Getting into fitness can be tricky as it requires motivation and commitment, however, you can make this process much easier for yourself if you build a tailored routine that suits you and your goals. 

You may see fitness influencers or athletes online telling you the best way to get in shape but the truth is that you simply need to find a way to get your body moving in a way that makes you feel good. It may require a little trial and error to find the kinds of exercise and activities that you enjoy, but this is the golden ticket to creating a fitness routine you can stick to.

Creating your perfect personal fitness routine

Step 1: What do you want to achieve?

The first thing to consider when designing your new regime is what you’d like to achieve. This is your own personal why for wanting to exercise and can be anything from wanting to reach a specific sporting milestone, such as running a 10k to something more general, like wanting to feel a little healthier. 

Do you want to feel stronger? Improve your lung capacity? Lose weight? Depending on your desired outcomes, you can start to get an idea for what the most suitable exercises are to reach these goals. 

Step 2: What exercise do you enjoy?

The key to all of this is to find something you enjoy doing, as you are far more likely to be able to be consistent with exercise if it is something you don’t have to drag yourself through. Your body is an incredible machine that is capable of so much, so appreciate the ability to move and respect that there will be some activities it finds easier than others.

If you enjoy walking outdoors, consider working this into your day more often. If you enjoy lifting weights, look up some interesting exercise videos online including weights. Maybe you like variety, if so, then mix up your workouts as often as you like so you don’t get bored! There are so many different types of movement you can explore until you find your favourites. 

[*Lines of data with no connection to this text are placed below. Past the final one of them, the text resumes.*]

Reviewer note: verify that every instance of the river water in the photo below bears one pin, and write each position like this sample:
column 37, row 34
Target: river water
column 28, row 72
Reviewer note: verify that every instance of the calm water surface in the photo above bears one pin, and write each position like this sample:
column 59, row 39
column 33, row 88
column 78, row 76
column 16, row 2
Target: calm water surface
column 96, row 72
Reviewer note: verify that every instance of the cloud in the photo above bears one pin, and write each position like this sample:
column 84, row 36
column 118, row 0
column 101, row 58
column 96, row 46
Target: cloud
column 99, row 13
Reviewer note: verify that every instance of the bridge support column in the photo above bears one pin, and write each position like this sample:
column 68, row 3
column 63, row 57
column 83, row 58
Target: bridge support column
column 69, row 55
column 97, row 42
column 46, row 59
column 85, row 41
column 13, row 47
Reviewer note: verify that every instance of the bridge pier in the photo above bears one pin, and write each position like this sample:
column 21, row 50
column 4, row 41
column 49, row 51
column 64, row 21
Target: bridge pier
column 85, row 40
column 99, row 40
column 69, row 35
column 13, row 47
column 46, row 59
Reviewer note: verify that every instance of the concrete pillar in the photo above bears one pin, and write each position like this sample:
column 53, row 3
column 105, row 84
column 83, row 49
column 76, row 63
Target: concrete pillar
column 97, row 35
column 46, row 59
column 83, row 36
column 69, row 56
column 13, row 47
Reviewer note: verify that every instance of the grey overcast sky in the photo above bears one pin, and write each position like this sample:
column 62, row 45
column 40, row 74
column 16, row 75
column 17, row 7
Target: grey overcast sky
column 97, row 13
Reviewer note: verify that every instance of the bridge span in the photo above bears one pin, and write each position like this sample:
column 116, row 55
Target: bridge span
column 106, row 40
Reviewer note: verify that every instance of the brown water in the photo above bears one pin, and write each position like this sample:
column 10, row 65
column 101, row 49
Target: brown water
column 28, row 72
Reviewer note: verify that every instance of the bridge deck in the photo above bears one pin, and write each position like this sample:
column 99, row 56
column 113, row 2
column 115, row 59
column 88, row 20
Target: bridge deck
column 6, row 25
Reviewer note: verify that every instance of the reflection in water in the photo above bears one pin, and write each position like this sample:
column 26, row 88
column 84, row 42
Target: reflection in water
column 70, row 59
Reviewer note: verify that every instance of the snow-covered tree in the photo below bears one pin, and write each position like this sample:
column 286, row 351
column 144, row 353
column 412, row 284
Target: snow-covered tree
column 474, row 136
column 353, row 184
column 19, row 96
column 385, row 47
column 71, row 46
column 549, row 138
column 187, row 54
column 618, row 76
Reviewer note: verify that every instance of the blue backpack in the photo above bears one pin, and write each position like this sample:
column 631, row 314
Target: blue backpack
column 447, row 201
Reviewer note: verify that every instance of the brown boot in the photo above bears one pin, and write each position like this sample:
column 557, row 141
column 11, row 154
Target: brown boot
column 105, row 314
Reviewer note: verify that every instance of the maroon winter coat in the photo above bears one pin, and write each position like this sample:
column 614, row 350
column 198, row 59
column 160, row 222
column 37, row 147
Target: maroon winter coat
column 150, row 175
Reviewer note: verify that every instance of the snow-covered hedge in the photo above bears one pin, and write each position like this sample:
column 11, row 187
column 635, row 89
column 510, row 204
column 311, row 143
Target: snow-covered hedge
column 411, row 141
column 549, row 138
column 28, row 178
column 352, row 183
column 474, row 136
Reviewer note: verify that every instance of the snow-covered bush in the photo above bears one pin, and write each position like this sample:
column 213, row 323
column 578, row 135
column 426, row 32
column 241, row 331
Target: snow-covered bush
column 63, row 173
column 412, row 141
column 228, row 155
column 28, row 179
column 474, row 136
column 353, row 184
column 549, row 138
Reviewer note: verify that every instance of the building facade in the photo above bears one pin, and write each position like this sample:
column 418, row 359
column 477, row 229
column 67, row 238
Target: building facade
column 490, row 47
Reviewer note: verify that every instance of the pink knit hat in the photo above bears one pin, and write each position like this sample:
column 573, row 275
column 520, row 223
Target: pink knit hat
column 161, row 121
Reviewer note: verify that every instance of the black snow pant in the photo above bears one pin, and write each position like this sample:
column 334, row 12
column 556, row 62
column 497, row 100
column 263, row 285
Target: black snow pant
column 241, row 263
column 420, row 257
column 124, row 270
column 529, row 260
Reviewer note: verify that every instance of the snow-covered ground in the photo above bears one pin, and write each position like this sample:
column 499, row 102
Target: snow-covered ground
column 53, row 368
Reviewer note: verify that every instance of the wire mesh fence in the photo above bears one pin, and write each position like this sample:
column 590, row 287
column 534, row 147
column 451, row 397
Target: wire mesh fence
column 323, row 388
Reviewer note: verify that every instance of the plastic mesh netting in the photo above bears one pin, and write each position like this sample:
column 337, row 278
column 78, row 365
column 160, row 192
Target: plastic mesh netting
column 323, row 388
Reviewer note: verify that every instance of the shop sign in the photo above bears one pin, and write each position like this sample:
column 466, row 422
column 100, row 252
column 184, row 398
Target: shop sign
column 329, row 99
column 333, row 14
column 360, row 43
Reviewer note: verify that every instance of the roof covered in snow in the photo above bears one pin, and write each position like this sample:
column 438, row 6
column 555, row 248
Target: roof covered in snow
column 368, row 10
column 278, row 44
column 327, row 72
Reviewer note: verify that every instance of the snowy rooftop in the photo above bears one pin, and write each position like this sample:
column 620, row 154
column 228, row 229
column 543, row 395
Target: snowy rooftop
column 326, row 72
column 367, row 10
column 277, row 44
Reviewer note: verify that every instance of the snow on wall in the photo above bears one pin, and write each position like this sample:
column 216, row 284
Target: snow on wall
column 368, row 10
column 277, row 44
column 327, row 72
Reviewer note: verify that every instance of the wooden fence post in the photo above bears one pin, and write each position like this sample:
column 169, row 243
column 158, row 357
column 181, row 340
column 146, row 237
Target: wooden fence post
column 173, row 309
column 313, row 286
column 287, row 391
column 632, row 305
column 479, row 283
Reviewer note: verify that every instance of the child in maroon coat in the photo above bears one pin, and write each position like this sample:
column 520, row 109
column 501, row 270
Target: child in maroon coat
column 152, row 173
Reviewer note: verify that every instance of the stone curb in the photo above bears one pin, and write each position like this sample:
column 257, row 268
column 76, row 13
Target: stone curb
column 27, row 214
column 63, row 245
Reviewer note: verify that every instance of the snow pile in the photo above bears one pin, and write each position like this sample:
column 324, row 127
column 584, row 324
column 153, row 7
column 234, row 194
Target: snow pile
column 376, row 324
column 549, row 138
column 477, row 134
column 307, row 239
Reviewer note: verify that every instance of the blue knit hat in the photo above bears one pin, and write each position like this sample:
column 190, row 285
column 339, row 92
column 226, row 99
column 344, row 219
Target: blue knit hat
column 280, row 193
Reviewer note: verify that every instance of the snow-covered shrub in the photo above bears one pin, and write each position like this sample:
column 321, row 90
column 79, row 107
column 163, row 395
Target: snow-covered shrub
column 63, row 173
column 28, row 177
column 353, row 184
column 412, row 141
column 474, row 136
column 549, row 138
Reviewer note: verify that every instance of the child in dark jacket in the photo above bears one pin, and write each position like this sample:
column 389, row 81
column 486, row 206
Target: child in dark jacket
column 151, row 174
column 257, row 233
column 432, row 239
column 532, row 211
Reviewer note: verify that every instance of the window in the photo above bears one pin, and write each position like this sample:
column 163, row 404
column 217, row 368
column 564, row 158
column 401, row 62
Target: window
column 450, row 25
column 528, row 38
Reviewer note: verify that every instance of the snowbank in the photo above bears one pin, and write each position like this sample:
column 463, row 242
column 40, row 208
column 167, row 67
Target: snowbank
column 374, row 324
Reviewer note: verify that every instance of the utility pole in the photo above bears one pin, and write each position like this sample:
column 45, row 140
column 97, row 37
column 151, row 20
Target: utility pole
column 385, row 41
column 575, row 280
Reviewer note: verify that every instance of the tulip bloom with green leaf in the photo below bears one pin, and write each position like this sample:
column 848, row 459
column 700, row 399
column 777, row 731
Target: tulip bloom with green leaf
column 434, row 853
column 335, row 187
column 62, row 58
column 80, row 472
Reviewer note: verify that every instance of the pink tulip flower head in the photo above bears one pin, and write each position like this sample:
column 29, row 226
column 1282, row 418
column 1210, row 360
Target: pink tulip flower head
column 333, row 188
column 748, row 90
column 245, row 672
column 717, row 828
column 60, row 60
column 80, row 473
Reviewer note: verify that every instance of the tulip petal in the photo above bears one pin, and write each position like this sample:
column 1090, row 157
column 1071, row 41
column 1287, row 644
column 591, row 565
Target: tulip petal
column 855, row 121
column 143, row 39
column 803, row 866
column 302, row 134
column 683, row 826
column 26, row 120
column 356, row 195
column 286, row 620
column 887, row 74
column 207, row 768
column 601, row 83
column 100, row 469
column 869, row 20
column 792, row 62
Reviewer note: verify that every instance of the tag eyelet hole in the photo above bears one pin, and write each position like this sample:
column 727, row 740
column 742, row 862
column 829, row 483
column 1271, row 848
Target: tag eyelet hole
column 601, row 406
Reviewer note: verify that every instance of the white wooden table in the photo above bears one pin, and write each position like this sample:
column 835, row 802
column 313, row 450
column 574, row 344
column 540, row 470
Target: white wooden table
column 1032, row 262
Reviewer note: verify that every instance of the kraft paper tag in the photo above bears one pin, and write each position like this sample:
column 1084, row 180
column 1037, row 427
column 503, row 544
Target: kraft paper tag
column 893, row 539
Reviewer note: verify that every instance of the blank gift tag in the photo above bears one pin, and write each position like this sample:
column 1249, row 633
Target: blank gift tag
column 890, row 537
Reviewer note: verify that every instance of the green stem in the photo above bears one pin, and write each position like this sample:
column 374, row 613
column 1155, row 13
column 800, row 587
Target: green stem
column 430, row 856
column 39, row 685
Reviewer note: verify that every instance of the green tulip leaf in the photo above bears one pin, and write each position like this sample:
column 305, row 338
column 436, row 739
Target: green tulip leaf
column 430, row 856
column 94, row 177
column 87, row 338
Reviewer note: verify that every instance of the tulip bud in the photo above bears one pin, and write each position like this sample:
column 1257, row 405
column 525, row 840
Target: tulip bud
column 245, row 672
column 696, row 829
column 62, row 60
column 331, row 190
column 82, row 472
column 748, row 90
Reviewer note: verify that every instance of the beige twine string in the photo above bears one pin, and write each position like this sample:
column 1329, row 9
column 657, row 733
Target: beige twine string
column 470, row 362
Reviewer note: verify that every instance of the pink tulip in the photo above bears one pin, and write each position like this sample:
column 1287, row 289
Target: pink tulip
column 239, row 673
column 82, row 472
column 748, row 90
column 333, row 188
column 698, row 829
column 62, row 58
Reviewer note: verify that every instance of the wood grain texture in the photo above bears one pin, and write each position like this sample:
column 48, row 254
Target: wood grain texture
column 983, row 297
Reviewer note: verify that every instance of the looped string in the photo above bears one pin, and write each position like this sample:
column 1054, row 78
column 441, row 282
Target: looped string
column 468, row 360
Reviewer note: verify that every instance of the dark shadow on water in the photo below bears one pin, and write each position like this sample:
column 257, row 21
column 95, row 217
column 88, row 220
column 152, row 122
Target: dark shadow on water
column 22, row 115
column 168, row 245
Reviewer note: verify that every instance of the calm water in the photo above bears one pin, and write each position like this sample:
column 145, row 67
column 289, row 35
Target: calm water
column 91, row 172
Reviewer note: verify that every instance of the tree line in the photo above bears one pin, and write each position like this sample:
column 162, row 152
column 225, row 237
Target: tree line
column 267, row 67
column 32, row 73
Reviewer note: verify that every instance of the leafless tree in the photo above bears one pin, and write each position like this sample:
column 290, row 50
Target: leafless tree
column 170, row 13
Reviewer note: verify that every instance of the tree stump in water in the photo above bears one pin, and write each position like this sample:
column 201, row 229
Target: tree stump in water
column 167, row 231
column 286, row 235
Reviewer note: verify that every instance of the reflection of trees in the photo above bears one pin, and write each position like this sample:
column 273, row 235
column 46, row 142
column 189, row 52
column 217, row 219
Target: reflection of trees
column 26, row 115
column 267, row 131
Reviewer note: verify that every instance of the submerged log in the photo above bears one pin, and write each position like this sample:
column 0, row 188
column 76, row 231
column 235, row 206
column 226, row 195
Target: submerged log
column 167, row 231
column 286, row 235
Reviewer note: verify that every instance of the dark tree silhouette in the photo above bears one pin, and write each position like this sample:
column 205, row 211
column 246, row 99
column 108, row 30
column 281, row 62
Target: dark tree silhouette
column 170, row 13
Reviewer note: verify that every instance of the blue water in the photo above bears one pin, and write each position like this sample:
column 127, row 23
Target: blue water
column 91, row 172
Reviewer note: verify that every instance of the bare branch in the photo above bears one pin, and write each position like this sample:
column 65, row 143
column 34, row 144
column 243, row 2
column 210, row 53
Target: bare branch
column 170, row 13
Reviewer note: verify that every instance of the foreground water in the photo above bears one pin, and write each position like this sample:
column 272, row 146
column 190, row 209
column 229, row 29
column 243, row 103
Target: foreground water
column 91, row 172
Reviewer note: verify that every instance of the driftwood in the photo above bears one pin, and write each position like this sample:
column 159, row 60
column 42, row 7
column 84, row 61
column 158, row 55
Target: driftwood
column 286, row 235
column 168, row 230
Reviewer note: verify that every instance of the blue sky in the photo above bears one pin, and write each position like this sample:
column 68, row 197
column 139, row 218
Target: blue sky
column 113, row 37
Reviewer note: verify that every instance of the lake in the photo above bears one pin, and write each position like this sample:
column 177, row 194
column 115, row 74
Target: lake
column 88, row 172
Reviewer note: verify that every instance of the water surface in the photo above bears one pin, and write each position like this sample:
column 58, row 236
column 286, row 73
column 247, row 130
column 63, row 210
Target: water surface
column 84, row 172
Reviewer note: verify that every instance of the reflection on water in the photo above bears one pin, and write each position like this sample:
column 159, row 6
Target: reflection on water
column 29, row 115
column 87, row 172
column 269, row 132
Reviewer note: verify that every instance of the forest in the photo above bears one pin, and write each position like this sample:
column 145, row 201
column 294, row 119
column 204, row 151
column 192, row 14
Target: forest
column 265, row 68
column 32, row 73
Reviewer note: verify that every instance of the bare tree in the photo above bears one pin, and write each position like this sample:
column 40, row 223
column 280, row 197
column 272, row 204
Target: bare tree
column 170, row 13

Step 3: Plan your workouts for when you’re most energised

What time in the day works best for you to work out? This may be dependent on other activities going on in your day, such as work, social plans or school pick up – so try to consider how you can work around these responsibilities and find a time of day that you feel energised and ready to exercise. Maybe that is getting up early and doing it first thing in the morning, or if you aren’t much of an early bird, you can slot it in between finishing your working day and having dinner. 

Step 4: Remember to fuel yourself properly

An easy trap to fall into when starting out on a fitness journey is to not properly fuel your body for your increased activity level. Of course you are going to hate exercise and feel you are having to slog at it if you are tired and hungry! Fill up on lots of nutritious foods and plenty of water to make sure you have the energy within you to put your all into your workouts.

Step 5: Allow yourself time for recovery

As important as being active is allowing yourself time for rest. Make sure you are incorporating rest days into your routine to give your body time to recover and recharge. You can still remain active on these days, meaning low-impact exercise like yoga or walking, but to prevent fatigue, try to avoid anything too strenuous on these days.

Step 6: Just move!

If you are finding squeezing proper workouts into your busy schedule is difficult, then try to find as many other ways to move your body as you can. Take the stairs instead of the lift, park a little further away from the shops or the school gates, squat, do star jumps or walk in circles as you wait for the kettle to boil or while the ad breaks are on TV. Just make sure you are getting up and moving throughout the day. It all adds up!

Once you get started on your fitness journey, it is an incredibly rewarding process. Be patient, be consistent and work hard, you will no doubt reap the rewards of a healthy and happy body and mind.